Ещё у них была квартира на третьем (!) этаже, с балконом, чёрным ходом, здоровенской кухней, двумя комнатищами и главное — со звонком на двери! С самого детства (то есть года полтора уже), подходя к их парадному, Миша сладко предвкушал тот миг, когда ему позволят нажать на чёрную кнопку. Даже, когда они уходили, и сонный Миша сидел на папиной шее, он умоляюще смотрел на дядю Юзю — и тот всегда разрешал нажать ещё разок, на прощанье.
А ещё у них была домработница, девушка из деревни, которую тётя Рива звала Люда, а когда Люды не было, то просто «Она».
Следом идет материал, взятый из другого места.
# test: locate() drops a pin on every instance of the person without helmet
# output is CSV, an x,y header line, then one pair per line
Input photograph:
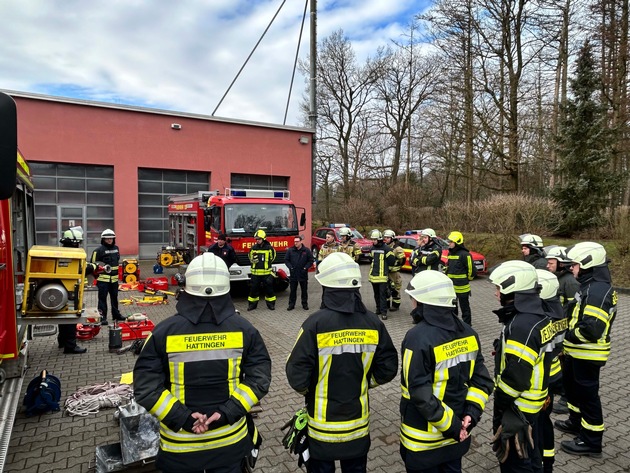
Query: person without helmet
x,y
436,422
261,256
532,249
108,256
586,349
382,259
520,370
67,336
394,277
348,245
460,268
200,372
428,253
340,352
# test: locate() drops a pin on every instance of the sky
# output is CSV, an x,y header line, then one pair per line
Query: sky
x,y
182,55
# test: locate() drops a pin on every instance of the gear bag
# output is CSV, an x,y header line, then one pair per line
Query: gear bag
x,y
42,395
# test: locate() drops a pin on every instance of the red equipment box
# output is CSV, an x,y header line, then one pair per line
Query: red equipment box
x,y
136,330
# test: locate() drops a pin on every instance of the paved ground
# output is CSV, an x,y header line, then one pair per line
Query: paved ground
x,y
58,443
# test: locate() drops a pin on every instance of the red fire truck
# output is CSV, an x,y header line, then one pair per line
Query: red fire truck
x,y
195,221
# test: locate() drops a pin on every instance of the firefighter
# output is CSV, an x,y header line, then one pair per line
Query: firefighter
x,y
107,256
299,259
261,256
348,245
552,306
340,352
67,336
330,246
428,253
445,383
520,371
223,250
382,259
394,277
532,249
460,268
200,372
586,349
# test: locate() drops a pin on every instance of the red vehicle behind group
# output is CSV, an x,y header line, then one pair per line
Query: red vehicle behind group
x,y
196,220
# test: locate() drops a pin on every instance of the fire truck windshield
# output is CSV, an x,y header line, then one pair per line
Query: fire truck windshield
x,y
276,219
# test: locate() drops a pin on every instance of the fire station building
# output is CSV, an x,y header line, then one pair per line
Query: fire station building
x,y
103,165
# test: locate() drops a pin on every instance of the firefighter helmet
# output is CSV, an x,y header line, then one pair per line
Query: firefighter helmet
x,y
549,284
345,231
432,288
376,235
531,240
339,270
514,276
587,254
207,276
456,237
108,233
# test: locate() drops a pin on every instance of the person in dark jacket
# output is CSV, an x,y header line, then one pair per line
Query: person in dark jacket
x,y
587,348
461,269
223,250
299,260
520,368
107,256
340,352
200,372
445,383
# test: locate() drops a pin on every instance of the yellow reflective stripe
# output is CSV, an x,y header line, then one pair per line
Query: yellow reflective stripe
x,y
183,442
591,427
521,351
163,405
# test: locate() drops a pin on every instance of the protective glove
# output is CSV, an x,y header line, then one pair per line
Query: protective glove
x,y
514,429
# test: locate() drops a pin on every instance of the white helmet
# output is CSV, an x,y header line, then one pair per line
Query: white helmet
x,y
207,276
339,270
587,254
108,233
549,284
514,276
531,240
345,231
432,288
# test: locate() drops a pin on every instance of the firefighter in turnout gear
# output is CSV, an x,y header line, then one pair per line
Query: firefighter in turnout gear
x,y
586,349
428,253
331,246
262,255
445,383
520,371
341,351
108,256
348,245
200,372
394,277
532,249
382,259
461,270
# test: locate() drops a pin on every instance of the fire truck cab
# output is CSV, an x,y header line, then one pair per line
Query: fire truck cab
x,y
196,220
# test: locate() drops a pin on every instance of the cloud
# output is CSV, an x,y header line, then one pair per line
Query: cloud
x,y
180,56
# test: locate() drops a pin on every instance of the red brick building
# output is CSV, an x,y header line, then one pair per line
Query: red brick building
x,y
103,165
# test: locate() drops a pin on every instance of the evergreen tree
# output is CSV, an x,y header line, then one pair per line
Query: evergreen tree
x,y
584,150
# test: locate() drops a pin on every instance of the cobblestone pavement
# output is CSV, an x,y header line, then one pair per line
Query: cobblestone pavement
x,y
59,443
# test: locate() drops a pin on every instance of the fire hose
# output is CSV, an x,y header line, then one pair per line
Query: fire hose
x,y
90,399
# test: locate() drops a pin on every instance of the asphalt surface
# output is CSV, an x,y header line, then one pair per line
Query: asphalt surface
x,y
59,443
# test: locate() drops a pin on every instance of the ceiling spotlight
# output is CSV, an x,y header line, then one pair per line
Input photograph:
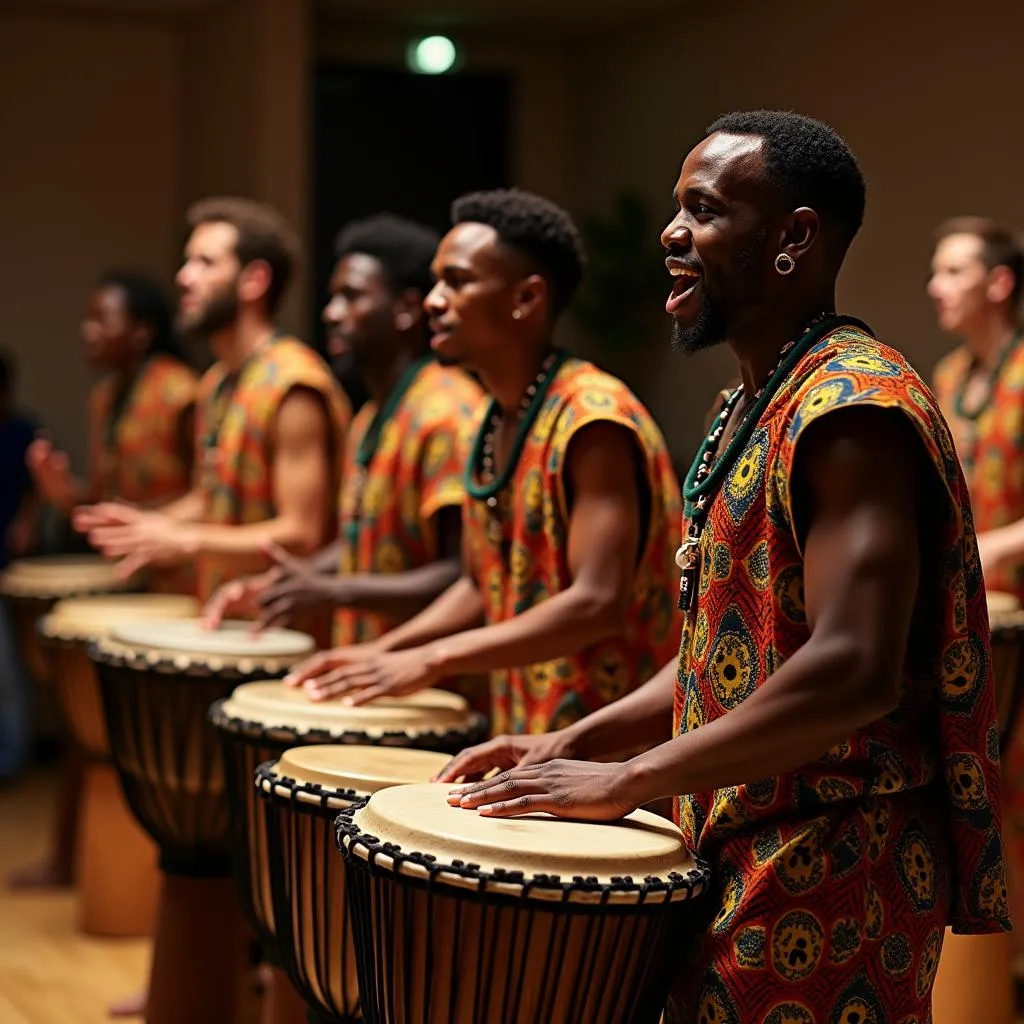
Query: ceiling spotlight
x,y
432,55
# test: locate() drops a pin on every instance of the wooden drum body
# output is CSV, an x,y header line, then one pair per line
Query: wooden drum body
x,y
116,861
33,586
158,680
262,720
302,795
469,920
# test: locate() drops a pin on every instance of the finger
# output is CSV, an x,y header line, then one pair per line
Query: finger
x,y
526,804
485,792
342,680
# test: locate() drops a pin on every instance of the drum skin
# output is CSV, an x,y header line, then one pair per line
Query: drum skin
x,y
262,720
301,796
469,920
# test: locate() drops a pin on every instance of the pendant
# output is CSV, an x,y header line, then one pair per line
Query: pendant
x,y
686,559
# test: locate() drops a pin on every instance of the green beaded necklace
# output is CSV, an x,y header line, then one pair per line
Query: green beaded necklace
x,y
708,472
368,446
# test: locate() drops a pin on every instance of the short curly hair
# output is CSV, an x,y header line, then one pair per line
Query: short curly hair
x,y
263,235
404,248
809,163
535,227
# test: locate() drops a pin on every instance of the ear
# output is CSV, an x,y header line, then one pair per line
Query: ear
x,y
408,309
999,285
801,232
254,280
530,297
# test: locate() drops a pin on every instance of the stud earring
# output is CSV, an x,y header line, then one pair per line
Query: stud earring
x,y
784,263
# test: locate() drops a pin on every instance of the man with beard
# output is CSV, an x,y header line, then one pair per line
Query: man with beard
x,y
270,419
400,504
836,757
141,413
976,283
570,518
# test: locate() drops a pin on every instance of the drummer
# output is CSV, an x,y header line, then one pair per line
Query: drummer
x,y
571,514
270,419
400,504
853,586
141,413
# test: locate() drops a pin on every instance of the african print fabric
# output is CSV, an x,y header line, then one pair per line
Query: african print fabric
x,y
536,517
991,449
835,883
233,453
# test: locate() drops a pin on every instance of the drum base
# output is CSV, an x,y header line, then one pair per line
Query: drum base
x,y
975,972
282,1004
116,871
200,953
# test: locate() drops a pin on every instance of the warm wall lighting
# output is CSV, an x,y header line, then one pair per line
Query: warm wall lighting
x,y
432,55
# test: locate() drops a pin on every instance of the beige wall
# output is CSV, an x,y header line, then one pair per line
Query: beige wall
x,y
928,103
90,123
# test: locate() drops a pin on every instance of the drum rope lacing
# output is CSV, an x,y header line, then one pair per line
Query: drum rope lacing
x,y
385,922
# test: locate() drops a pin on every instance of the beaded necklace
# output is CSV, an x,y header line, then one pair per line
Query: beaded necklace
x,y
368,446
709,470
491,483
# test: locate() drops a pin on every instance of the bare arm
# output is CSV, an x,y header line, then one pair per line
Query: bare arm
x,y
302,481
604,535
859,472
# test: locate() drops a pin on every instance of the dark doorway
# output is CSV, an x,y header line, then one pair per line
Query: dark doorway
x,y
388,139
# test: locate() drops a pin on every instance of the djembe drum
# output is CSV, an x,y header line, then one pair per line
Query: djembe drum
x,y
977,971
469,920
158,680
262,720
116,863
33,586
302,794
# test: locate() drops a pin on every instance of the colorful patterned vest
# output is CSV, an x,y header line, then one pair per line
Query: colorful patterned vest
x,y
990,448
415,470
890,811
137,454
541,697
233,462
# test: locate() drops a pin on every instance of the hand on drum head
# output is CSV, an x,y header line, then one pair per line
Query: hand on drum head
x,y
363,673
292,584
503,753
238,599
586,791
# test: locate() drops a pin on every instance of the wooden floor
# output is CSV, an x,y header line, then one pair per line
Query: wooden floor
x,y
49,973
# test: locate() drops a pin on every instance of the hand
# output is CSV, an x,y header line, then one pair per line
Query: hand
x,y
503,753
137,538
364,673
292,584
587,791
51,471
238,599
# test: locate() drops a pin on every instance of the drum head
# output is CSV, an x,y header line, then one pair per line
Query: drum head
x,y
363,769
419,819
88,617
270,704
54,576
233,639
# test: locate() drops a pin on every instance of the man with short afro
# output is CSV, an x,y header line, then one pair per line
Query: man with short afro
x,y
571,516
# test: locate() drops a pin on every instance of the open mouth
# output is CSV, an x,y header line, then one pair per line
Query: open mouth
x,y
684,285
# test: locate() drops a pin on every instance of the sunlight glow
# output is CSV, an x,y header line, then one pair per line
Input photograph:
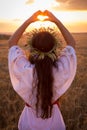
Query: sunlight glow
x,y
42,17
45,4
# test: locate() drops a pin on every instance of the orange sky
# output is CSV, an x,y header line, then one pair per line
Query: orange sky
x,y
73,13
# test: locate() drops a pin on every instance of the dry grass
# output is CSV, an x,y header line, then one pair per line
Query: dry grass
x,y
73,102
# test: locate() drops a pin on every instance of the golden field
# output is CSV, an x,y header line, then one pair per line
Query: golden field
x,y
73,103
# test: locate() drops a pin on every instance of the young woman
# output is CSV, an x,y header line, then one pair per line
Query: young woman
x,y
42,79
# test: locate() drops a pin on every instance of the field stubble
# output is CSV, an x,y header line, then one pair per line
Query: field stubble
x,y
72,104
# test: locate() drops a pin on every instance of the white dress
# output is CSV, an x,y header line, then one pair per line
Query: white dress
x,y
21,74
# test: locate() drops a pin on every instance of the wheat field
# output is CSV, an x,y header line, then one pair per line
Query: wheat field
x,y
73,103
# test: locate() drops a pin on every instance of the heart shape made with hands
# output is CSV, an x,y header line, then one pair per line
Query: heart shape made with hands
x,y
42,16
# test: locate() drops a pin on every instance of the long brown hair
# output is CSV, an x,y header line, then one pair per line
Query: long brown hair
x,y
44,42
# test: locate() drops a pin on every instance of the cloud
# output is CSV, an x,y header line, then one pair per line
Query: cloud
x,y
72,4
30,1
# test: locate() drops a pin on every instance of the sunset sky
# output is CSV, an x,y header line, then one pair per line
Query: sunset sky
x,y
73,13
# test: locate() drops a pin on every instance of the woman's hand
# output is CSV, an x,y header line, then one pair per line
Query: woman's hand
x,y
34,17
51,17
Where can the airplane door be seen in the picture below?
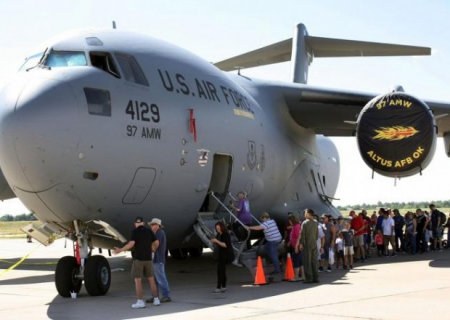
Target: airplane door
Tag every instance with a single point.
(220, 180)
(140, 186)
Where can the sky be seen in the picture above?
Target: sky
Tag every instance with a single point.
(216, 30)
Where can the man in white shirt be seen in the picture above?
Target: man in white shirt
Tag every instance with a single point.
(388, 227)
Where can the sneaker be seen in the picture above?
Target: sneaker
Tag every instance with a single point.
(138, 305)
(236, 264)
(217, 290)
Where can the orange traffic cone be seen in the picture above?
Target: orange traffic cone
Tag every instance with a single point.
(289, 273)
(260, 278)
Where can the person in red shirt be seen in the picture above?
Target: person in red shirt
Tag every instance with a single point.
(359, 227)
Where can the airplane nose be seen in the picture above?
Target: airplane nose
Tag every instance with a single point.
(36, 119)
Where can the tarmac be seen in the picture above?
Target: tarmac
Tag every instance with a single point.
(402, 287)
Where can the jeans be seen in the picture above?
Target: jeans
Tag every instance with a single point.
(272, 249)
(412, 241)
(399, 245)
(161, 280)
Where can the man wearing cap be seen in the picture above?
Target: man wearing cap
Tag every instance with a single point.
(399, 223)
(330, 237)
(144, 242)
(273, 238)
(159, 260)
(358, 227)
(308, 246)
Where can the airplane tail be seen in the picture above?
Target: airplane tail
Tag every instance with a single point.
(302, 48)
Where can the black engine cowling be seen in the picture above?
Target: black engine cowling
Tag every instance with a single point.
(396, 135)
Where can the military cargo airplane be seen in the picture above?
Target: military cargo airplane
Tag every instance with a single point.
(101, 126)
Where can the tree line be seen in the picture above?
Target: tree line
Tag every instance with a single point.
(397, 205)
(20, 217)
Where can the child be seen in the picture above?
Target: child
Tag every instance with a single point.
(380, 244)
(347, 235)
(339, 249)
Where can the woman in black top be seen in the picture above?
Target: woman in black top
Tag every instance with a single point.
(225, 256)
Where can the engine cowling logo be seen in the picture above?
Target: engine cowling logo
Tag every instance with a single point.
(395, 133)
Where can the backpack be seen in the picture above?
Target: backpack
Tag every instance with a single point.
(443, 218)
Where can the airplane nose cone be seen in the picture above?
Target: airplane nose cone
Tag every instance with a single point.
(36, 119)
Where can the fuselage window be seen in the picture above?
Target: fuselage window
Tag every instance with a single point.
(130, 69)
(104, 61)
(31, 61)
(56, 59)
(99, 102)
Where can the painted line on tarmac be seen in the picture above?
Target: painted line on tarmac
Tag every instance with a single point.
(19, 262)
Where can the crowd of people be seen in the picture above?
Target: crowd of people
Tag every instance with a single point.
(343, 241)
А ещё к ним приходила родственница кого-то из них, старая, пергаментная, сморщенная, Мишин папа говорил — «восковой спелости», женщина, которую все почему-то называли то ли ласково, то ли уничижительно — Розалька. Даже пятилетний Ноля.
И ещё был — и это главное — сам Ноля, светловолосый, голубоглазый, с низким лбом и без переносицы. Миша поначалу удивлялся его имени и, если честно, вообще подозревал, что это дразнилка.
Как тебя зовут? — спросил Миша, когда первый раз увидал его, — Нолина семья только переехала из Киева.
— Нолик, — важно сказал Ноля.
— Нолик? — захохотал Миша, — а я Крестик!
— Ты дурак! — презрительно одёрнул его Ноля. И больше не удостаивал чести беседовать. А Миша всё приставал к родителям, как, мол, его зовут на самом деле, мол, что ж, мне так его ноликом и называть?
Потом они всё же помирились и разобрались. А со временем Миша даже и привык и уже не мог называть его иначе даже в своих «внутренних» — т. е. внутри головы — играх. Тем более, что однажды, снизойдя, Нолик объяснил, что то, что Мише показалось дразнилкой, на самом деле — уменьшительная форма величественного имени Арнольд.